А я знаю. Я тоже его смотрела.

- Про рыжеволосого мальчишку…

- Да, про Льюиса, - аметисты теплеют, - в этот мультфильме очень хорошая идея заложена, Изза, - не надо пытаться ничего изменить в прошлом. Жить надо будущим и только. По-другому просто не получится.

Он пожимает плечами, хмыкнув. Допивает свой персиковый сок, осушая оставшиеся пару глотков.

Выглядит немного… не так. Чуть более задумчивым и грустным, что я уже замечала. И все же вместе с тем он, как и прежде, в чем-то убежден. И так убежден, что ничто не пошатнет эту веру. Не посмеет.

- Порой хочется изменить прошлое… - добавляю от себя я. Всеми силами не пускаю ненужных мыслей в голову, но они нагло проникают внутрь. И вырисовывают передо мной картинку с похорон, что не так давно вспоминала. Вынуждают вздрогнуть.

- Я согласен, - Эдвард не бросается в отрицания и поругания моего нетрезвого взгляда на жизнь, попросту мягко кивает, - и все же прошлое нам недоступно. Зато хотя бы настоящее и будущее в наших руках.

- Надолго ли?..

- Надолго, - утешающее сообщает, - в любом случае, сама эта возможность чудесна.

Нерешительно согласившись, я отвожу взгляд, делая вид, что ставлю стакан на поднос. Но на самом деле моргаю, прогоняя слезы. Не хочу их сейчас. Не будут ничего мне портить. Вечер пока лучший за все время моего пребывания здесь.
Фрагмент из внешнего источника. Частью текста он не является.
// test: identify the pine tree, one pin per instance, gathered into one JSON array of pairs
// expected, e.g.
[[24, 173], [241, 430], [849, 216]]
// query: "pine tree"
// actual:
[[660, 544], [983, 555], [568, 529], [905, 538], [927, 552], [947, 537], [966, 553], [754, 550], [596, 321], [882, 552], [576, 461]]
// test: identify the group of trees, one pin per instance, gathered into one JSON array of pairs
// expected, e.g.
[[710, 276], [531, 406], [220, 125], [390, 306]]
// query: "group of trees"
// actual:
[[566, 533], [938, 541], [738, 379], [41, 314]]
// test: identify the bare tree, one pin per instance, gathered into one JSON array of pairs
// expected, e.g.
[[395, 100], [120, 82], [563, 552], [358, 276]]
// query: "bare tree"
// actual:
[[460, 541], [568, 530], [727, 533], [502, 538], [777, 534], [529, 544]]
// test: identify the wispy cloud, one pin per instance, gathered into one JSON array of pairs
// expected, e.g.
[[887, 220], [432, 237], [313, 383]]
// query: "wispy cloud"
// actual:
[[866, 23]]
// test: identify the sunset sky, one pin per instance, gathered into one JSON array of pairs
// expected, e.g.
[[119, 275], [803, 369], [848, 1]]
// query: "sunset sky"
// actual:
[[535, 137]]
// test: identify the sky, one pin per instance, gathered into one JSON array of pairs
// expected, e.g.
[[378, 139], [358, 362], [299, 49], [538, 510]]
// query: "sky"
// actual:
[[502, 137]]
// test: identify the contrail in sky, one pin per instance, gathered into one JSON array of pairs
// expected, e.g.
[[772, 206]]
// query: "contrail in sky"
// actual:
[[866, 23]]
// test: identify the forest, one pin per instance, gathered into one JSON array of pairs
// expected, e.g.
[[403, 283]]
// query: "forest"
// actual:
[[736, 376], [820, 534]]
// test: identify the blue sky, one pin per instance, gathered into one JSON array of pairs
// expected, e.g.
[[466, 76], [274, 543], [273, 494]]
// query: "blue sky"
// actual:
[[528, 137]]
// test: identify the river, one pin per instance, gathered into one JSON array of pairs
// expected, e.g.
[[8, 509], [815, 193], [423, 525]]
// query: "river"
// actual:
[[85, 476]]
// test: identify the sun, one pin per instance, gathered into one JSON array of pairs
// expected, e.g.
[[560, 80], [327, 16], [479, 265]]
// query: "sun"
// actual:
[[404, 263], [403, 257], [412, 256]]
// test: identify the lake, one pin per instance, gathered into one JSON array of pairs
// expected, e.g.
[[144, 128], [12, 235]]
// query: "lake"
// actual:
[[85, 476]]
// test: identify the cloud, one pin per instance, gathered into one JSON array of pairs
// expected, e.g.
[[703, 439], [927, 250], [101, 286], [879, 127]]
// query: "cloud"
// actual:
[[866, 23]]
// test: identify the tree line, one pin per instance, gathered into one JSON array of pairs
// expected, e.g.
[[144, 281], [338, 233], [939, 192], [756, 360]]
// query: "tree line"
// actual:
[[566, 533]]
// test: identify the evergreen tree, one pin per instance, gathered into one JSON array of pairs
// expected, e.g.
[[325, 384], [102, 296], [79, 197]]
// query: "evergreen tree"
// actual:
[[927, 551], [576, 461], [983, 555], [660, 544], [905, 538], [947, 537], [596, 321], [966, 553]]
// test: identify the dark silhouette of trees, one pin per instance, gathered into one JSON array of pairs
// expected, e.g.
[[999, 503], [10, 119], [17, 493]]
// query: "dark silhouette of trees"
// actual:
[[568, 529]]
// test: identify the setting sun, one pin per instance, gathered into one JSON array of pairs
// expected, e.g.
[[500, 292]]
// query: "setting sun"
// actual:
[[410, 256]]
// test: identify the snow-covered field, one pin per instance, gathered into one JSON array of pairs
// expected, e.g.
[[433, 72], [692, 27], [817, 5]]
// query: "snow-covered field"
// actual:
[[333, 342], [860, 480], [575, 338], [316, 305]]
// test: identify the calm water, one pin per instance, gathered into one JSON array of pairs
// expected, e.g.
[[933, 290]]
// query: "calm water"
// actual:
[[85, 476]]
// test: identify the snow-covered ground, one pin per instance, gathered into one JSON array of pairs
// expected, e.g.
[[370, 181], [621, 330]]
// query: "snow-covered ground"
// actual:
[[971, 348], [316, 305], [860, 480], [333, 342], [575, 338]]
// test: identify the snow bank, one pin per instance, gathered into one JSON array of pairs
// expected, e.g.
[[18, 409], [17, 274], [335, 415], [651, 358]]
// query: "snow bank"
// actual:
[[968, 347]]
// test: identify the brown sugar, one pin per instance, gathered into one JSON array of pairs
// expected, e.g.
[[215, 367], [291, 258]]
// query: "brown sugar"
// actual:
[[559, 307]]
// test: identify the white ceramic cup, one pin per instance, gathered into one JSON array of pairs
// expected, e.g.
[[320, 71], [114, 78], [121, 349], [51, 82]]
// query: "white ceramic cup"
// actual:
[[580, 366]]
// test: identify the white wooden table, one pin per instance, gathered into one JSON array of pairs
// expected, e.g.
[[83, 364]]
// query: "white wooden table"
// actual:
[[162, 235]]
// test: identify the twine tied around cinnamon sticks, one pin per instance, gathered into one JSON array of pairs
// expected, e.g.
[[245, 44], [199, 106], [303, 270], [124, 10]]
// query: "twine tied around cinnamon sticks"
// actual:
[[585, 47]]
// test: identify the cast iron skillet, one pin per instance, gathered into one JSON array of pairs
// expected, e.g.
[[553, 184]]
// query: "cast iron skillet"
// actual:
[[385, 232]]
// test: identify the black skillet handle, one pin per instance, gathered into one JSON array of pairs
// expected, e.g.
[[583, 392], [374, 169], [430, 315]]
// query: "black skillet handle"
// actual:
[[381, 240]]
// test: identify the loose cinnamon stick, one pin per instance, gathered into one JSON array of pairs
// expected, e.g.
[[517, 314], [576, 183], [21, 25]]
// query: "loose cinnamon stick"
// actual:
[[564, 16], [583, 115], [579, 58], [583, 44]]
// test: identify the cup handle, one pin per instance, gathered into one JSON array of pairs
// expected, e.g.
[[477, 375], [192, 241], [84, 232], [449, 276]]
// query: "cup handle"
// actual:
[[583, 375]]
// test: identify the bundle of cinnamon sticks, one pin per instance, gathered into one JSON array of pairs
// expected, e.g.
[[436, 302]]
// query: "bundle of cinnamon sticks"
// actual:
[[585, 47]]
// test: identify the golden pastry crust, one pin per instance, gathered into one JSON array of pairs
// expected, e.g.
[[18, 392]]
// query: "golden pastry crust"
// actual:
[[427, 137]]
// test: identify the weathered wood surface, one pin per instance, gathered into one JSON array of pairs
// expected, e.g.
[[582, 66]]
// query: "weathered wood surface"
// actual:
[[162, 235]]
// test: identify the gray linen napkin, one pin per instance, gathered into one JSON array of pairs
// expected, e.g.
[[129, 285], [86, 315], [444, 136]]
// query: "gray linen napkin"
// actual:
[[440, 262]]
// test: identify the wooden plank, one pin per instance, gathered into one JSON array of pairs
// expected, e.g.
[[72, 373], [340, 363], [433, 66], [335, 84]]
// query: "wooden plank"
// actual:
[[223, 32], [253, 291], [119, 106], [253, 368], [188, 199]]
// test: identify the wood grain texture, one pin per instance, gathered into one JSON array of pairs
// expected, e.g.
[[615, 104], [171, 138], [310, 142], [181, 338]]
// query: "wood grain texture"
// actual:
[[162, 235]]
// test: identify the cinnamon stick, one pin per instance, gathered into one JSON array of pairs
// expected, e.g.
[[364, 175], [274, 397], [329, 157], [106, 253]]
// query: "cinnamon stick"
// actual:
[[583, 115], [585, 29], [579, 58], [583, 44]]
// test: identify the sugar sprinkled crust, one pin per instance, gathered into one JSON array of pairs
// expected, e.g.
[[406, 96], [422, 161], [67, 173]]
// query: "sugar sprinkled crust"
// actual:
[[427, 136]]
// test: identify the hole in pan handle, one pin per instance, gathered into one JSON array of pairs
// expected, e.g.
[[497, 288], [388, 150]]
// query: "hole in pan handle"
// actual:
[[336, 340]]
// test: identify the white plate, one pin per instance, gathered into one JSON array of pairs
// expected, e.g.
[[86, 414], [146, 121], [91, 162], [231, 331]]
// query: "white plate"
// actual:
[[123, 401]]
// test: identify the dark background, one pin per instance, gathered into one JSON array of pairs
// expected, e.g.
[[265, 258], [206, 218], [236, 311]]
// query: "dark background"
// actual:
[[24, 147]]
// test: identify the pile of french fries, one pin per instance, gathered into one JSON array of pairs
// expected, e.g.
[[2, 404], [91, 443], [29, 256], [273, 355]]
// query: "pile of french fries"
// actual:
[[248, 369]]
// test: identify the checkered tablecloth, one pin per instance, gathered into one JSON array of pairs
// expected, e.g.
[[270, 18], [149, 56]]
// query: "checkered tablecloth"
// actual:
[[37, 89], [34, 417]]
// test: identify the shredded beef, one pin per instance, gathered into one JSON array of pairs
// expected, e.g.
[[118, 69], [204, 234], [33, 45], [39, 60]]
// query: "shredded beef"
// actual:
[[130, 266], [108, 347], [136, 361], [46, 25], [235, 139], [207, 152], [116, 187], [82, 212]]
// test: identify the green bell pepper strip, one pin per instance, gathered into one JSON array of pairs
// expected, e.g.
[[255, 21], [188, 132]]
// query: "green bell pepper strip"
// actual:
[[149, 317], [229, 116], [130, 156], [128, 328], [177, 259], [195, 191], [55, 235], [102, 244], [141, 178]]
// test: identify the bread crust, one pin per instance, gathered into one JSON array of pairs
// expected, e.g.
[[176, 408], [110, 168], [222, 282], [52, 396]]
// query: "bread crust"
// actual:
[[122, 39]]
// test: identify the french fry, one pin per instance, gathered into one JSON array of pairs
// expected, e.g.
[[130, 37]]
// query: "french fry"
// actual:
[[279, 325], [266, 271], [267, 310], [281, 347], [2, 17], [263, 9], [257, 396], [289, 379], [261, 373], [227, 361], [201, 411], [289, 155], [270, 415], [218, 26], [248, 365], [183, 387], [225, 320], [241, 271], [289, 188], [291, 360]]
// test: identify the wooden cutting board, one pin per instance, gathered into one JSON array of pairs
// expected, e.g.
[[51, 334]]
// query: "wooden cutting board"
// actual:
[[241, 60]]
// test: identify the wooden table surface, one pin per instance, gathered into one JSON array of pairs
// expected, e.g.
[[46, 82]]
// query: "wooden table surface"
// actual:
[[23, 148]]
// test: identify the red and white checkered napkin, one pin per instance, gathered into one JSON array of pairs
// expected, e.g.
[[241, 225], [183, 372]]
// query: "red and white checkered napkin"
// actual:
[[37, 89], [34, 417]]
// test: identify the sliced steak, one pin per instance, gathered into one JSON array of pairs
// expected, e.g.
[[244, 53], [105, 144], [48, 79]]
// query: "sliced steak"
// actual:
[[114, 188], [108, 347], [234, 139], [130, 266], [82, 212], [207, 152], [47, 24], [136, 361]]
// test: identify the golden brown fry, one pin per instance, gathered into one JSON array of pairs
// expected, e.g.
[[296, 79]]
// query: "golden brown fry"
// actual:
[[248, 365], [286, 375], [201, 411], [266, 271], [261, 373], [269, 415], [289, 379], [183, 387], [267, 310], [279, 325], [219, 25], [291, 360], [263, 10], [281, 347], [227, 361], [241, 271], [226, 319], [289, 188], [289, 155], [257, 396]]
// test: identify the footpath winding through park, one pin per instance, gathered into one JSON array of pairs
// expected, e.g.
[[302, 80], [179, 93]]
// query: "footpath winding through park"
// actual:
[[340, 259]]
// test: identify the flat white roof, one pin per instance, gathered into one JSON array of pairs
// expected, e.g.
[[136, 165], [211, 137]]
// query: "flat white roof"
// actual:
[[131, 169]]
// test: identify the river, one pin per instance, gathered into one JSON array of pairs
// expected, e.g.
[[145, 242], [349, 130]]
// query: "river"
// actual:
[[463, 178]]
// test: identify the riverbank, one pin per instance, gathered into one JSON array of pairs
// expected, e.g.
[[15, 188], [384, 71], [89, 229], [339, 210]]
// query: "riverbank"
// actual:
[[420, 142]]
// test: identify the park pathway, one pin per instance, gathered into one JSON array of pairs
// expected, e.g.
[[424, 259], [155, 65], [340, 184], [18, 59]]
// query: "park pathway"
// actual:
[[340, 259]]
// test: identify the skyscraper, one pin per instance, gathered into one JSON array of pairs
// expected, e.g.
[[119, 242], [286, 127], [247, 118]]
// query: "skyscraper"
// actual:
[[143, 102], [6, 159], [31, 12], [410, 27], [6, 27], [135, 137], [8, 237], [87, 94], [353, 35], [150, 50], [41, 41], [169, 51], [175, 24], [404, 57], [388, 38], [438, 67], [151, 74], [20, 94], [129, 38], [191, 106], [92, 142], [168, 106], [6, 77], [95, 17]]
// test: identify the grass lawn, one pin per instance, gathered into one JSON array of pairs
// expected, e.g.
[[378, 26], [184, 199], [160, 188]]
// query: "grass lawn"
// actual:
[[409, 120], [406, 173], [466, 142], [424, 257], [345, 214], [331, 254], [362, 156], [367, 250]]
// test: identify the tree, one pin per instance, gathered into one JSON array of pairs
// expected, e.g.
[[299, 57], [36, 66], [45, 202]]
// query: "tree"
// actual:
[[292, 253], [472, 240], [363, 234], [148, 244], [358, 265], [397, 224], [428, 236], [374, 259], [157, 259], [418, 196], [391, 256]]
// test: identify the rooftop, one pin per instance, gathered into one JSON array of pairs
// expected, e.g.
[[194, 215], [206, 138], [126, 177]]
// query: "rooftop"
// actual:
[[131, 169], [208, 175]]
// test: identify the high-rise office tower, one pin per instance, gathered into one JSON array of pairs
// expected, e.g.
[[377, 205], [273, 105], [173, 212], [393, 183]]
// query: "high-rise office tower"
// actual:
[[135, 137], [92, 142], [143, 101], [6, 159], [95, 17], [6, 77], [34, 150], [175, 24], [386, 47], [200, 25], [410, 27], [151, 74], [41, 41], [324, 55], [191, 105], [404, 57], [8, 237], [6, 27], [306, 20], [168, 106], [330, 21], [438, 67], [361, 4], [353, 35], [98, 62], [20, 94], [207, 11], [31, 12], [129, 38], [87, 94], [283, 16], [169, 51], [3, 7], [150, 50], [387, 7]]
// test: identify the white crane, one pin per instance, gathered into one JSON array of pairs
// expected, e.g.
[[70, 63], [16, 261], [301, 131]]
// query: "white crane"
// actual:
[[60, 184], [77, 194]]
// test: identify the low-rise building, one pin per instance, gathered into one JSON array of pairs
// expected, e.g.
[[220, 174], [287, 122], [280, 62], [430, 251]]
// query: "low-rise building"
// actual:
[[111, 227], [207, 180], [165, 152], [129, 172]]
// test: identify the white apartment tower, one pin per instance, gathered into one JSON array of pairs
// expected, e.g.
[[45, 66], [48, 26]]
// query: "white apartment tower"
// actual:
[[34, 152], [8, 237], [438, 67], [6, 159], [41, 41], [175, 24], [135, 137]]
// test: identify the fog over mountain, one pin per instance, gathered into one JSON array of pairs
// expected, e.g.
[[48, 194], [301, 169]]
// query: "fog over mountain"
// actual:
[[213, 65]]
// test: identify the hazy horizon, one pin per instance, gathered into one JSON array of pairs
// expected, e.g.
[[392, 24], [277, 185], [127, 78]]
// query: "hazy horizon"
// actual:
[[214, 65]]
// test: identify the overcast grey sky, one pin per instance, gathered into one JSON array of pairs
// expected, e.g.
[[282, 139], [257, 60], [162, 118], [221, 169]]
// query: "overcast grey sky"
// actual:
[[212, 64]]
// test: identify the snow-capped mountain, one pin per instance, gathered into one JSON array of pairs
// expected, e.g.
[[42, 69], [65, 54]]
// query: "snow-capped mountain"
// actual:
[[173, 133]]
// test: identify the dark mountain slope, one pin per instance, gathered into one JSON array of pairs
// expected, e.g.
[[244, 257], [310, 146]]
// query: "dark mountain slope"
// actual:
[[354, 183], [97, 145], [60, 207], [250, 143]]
И все же, когда совершаю задуманное, натыкаюсь глазами на те самые голубо-белые узоры, так затейливо украсившие тарелку. Смотрю на метель, на снежинки, на санки… и придумываю кое-что. Не отгоняю внезапно пришедшую мысль.

- Как называется этот стиль? - обернувшись к Эдварду, показываю ему на тарелку.

Каллен начинает подозревать что-то, но пока не выдает себя.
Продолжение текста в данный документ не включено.